Los que se vuelven a Él en busca de refugio nunca serán sacudidos.
Aun los poderosos caen ante la presencia del Dios Altísimo.
Con una palabra manda a las montañas al mar y saltan a obedecer.
Con un soplo da vida al hombre.
Con un suspiro se lo quita.
Las rocas claman: "¡Poderoso es el Señor y digno de alabanza el Cordero que fue inmolado!"
Pero el hombre se olvidó de la bondad de Dios.
Buscando su propia elevación, la encontró.
Esta separación desgarradora es la causa de todo dolor.
El hombre ha olvidado su propósito.
Toda la tierra se lamenta junto con él.
En amor y perdón nuestro Salvador sufrió en nuestro lugar.
¡Salvándonos de la ira del Padre para que podamos ser restaurados!

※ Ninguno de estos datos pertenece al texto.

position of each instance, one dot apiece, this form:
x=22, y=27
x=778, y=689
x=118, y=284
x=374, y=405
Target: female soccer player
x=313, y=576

¡Oh las riquezas de la gracia de Dios! ¿Quién lo puede entender?
¡Aleluya!
¡Bendito sea el nombre del Señor!
Por la fe he sido limpiado.
Todos mis pecados olvidados.
¡Finalmente he encontrado mi propósito, glorificar a Dios y disfrutarlo para siempre!
Anhelo el día en que veré a mi Salvador cara a cara.
Oh, cómo anhelo oírlo decir: "Bien hecho, mi buen siervo fiel".
¿Quién soy yo para que Él me escoja para ser Su amada hija?
Pero esa es la belleza de mi Dios.
Entonces, hasta ese día, obedeceré cada palabra de la boca de mi Salvador.
¡Señor, enséñame a hacer tu voluntad!
¡Enséñame a obedecer!
No permitas que me desvíe de Tu camino.
Hazme más como Tú cada día.
Mientras todavía tengo aliento, cantaré, "santo eres, Señor".
Que mi vida sea un sacrificio vivo, santo y agradable a Ti.
Para que un día, ante Tu trono, pueda mirar hacia atrás y decir:
"He peleado la buena batalla,
he terminado la carrera,
he guardado la fe."
¡Aleluya!
¡Bendito el nombre del Señor desde la eternidad y hasta la eternidad!